This tutorial will introduce the FoLiA python library, part of PyNLPl. The FoLiA library provides an Application Programming Interface for the reading, creation and manipulation of FoLiA XML documents.
Prior to reading this document, it is highly recommended to first read to FoLiA documentation itself and familiarise yourself with the format and underlying paradigm.
Any script that uses FoLiA starts with the import:
from pynlpl.formats import folia
Subsequently, a document can be read from file and into memory as follows:
doc = folia.Document(file="/path/to/document.xml")
This returns an instance that holds the entire document.

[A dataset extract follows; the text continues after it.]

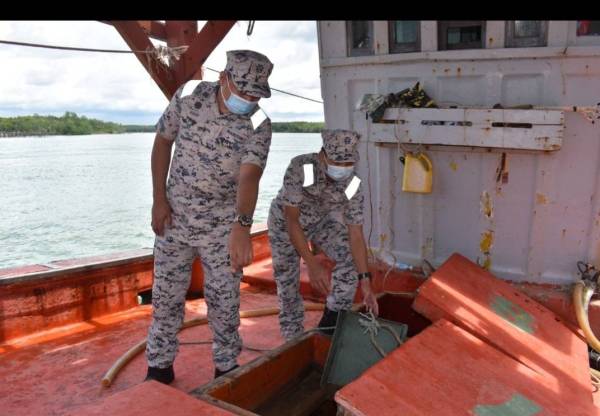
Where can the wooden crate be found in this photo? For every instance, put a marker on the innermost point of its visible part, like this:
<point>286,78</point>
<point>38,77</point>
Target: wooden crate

Once you have loaded a document, all data is available for you to read and manipulate as you see fit. We will first illustrate some simple use cases:
You may want to simply print all (plain) text contained in the document, which is as easy as:
print doc
Alternatively, you can obtain a string representation of all text:
text_u = unicode(doc) #unicode instance
text = str(doc) #UTF-8 encoded
For any subelement of the document, you can obtain its text in the same fashion.
A document instance has an index which you can use to grab any of its sub elements by ID. Querying using the index proceeds similar to using a python dictionary:
word = doc['example.p.3.s.5.w.1']
print word
Usually you do not know in advance the ID of the element you want, or you want multiple elements. There are some methods of iterating over certain elements using the FoLiA library.
For example, you can iterate over all words:
for word in doc.words():
print word
That however gives you one big iteration of words without boundaries. You may more likely seek word within sentences. So we first iterate over all sentences, then over the words therein:
for sentence in doc.sentences():
for word in sentence.words():
print word
Or including paragraphs, assuming the document has them:
for paragraph in doc.paragraphs():
for sentence in paragraph.sentences():
for word in sentence.words():
print word
You can also use this method to obtain a specific word, by passing an index parameter:
word = sentence.words(3) #retrieves the fourth word
If you want to iterate over all of the child elements of a certain element, regardless of what class they are, you can simply do so as follows:
for element in doc:
if isinstance(element, folia.Sentence):
print "this is a sentence"
else:
print "this is something else"
If applied recursively this allows you in principle to traverse the entire element tree.
There is a generic method available on all elements to select child elements of any desired class. This method is by default applied recursively. Internally, the paragraphs(), words() and sentences() methods seen above are simply shortcuts that make use of the select method:
sentence = doc['example.p.3.s.5.w.1']
words = sentence.select(folia.Word)
for word in words:
print word
Note that the select method is by default recursive, set the third argument to False to make it non-recursive. The second argument can be used for restricting matches to a specific set.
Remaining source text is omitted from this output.